They don't understand. None of them, they'll never understand. And I don't expect them to. They're too wrapped up in their own selves and rusty old ways, and they don't see their own flaws.
Well, that's what I'm trying to change, isn't it?
What does it say about Soul Society that when an unseated Shinigami—of a noble family, no less—was sentenced to death for something so trivial as staying in the human world too long, they accepted it for the most part without question? I did it as a test, to see if I was ready to finally act as Central 46 since I had them killed. The fools, they'll accept any order as long as it comes from what they think is a higher authority!
I shudder to think of it, but even my Arrancar are better in that respect. They don't hesitate to challenge authority unless they know they'll be killed—surely the Captains of the Gotei 13 knew that their combined force would be enough to change an official order?
They don't understand why they're wrong. Why it's a bad thing for 46 unknown people, who don't even interact with their subjects, to be able to govern a place like the Seireitei. I rule Las Noches with an iron fist, it's true, but I take interest in the comings and goings of my Espada, and I make sure to know whatever I can about each of them and what they're doing.
Is it not better to have a ruler who cares about his followers' doings that a government that strictly adheres to the law without exception?

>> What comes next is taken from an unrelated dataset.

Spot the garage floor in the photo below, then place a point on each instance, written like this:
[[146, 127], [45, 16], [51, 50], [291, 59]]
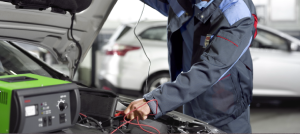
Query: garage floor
[[283, 118]]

They're scrambling, the Shinigami, frantic and panicky because none of them know how to deal with me. They've never had something like this happen to them before; they can't understand anything without a precedent. That's why they'll fall, because they stick to their old ways without regard to the changing times and need for variation. They don't listen when strange things are reported, because how could anything bad be happening? Oh, it's impossible for trouble to happen here in our sheltered lives!
They call me mad, but at least I accept all news without prejudice.
It was almost funny, watching them writhe in uproar as the Ryoka broke through their every defense. Yes, they were troublesome because they wouldn't be deceived by a zanpakuto they'd never seen, but at least it was a challenge. I have a brilliant mind for scheming, and it had grown rusty with disuse over the past 100 years. It serves only to prove my point—the fools in Soul Society know nothing of variation, of nonconformity, of change!
I saw that, and I sought to make it better.
I saw how they were weak and corrupt, and I strove to change it.
I alone know how to topple the towers of Seireitei, because it was me who took the time and careful consideration to notice the flaws of the so-called Court of Pure Souls.
But surely I am a monster for removing my own captain? Surely I must be stopped for wanting to end so many lives? Is there any proof that I would not become a tyrant? There is not, but I would try. The Shinigami assumed they were better because of their powers, and started out with preconceived ideas of tyranny and superiority. I, at least, will set out with the right ideas. I will not make their mistakes.
I keep others around me to keep myself stabilized. Kaname, who claims a just, bloodless path, is ready to kill and kill and kill until he in turn is brought down. I will not be as blind as he. Gin is a child, living for his own amusement and the torment of others. I will stay true to my goals and live not for my own pleasure, but for the good of the world. My Espada are bloodthirsty and savage. I will kill in moderation.
I do not kill needlessly. Hinamori's death was an act of pity; Captain Hitsugaya stood in the way of a better new world. I, at least, would have killed Captain Hirako and the others, instead of letting them live as outcasts from all dimensions.
The Shinigami think they rule all, they think that they are at the top of everything. But how easy was it for them to be deceived? How easily did they fall before my Kyoka Suigetsu?
The world is in need of a new leader.
And I, Sosuke Aizen, will assume that mantle. Even if—especially if—it takes the destruction of Soul Society to put me on top.
End.
I thought it would be an interesting challenge, because I've never seen a story depicting Aizen in a slightly sympathetic light. Mind you, I think he's a manipulative bastard. I just thought this would be fun to write.
Oh, and if you find any flaws in his arguments, that's good; shows he's not perfect and slightly egotistical.